Dans tous les cas, pensez à :
- Les fixer solidement (sangles, verrous, platines).
- Limiter au maximum les nuisances sonores (pas de grincements métalliques à chaque dos-d’âne).
- Prévoir qu’elles peuvent être sales : évitez les rangements juste au-dessus de la literie…
Réglementation, sécurité et bon sens
Bonne nouvelle : les plaques de désensablage, même militaires, ne sont pas des accessoires réglementés comme des barres de protection ou des treuils. Mais quelques points de vigilance s’imposent.
- Poids total autorisé : vérifiez votre charge utile. Ajouter 20 ou 30 kg d’acier sur un camping-car déjà à la limite n’est jamais anodin.
- Fixation extérieure : si les plaques sont fixées dehors, elles doivent l’être solidement. En cas de freinage violent ou d’accident, elles ne doivent pas se transformer en projectiles.
- Respect de l’environnement : se désensabler, oui. Labourer une dune protégée, non. Utilisez vos plaques de manière responsable, sans dégrader les lieux.
- Sécurité personnelle : attention aux doigts quand on manipule des plaques métalliques lourdes, surtout dans le froid ou sous la pluie. Gants recommandés.
Faut-il vraiment investir dans des plaques de désensablage militaires ?
La question mérite d’être posée, surtout si vous ne sortez que ponctuellement du bitume.
Oui, si :
- Vous aimez les bivouacs sauvages, les aires en herbe, les chemins non goudronnés.
- Vous voyagez en toute saison, y compris en automne/hiver.
- Votre véhicule est lourd (camping-car familial, intégral, capucine).

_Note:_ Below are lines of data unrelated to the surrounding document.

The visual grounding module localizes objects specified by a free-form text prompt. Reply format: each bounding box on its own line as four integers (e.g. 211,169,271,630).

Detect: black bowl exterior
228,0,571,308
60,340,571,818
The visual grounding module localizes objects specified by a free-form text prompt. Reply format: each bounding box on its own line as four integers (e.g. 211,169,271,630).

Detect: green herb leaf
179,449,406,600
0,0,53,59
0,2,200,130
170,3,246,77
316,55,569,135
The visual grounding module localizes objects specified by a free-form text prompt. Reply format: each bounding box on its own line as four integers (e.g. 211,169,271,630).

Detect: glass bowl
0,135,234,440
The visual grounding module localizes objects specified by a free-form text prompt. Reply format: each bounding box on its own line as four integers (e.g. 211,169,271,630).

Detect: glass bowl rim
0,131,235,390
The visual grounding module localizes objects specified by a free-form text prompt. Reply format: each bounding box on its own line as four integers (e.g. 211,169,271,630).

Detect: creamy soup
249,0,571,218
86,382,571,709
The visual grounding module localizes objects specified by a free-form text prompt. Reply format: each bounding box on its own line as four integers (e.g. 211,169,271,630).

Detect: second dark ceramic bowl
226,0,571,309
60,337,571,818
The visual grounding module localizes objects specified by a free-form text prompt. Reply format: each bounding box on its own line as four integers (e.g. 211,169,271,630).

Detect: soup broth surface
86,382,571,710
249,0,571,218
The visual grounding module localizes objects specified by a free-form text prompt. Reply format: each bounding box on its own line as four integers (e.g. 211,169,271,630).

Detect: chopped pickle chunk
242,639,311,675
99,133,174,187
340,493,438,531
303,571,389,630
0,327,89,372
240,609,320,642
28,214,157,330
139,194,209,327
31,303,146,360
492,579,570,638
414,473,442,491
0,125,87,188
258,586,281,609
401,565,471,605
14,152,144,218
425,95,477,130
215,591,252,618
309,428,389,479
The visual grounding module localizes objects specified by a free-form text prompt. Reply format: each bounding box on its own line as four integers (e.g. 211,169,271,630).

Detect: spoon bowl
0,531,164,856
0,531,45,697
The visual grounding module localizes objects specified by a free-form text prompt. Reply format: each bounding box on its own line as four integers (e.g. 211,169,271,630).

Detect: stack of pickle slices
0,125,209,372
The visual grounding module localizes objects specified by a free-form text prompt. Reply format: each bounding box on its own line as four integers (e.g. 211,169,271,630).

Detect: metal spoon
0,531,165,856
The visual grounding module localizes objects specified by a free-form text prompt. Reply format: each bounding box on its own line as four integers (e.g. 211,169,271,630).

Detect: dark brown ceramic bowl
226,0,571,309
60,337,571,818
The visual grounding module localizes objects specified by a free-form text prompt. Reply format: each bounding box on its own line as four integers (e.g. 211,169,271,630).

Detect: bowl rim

- Vous roulez parfois sur du sable : littoral atlantique, Méditerranée, pistes en Espagne ou au Maroc.
À relativiser, si :
- Vous restez quasi exclusivement sur des aires goudronnées ou des campings aménagés.
- Vous avez un petit van léger, doté de bons pneus, et que vous savez anticiper les terrains à risque.
Mais même dans ce dernier cas, avoir au moins une paire de plaques solides “au cas où”, c’est un peu comme l’assurance remorquage : le jour où ça sert, on ne regrette pas l’investissement.
Un allié discret pour la liberté de bivouac
La plaque de désensablage militaire ne fait pas rêver comme un coucher de soleil sur un lac de montagne ou une route déserte au petit matin. Elle ne brille pas, ne fait pas de jolies stories, ne sent pas le café fraîchement moulu.
Mais sans elle, combien de beaux spots restent inaccessibles par peur de se planter ? Combien de soirées finissent en stress quand les roues commencent à s’enfoncer ?
Au final, ces grandes planches crantées incarnent quelque chose de très simple : la capacité à se débrouiller seul, à oser sortir un peu plus des sentiers battus tout en gardant une marge de sécurité. C’est ce mélange de liberté et de prudence qui fait, à mes yeux, tout le charme du voyage en camping-car.
Alors, la prochaine fois que vous hésitez devant un terrain un peu mou avec une vue de carte postale au bout, demandez-vous : avez-vous dans votre soute de quoi transformer ce “j’ose pas” en “on y va” ? Si la réponse est non, peut-être est-il temps de faire une petite place à une paire de plaques de désensablage militaires dans votre équipement. Votre futur vous, planté dans la boue un soir de pluie, vous dira merci.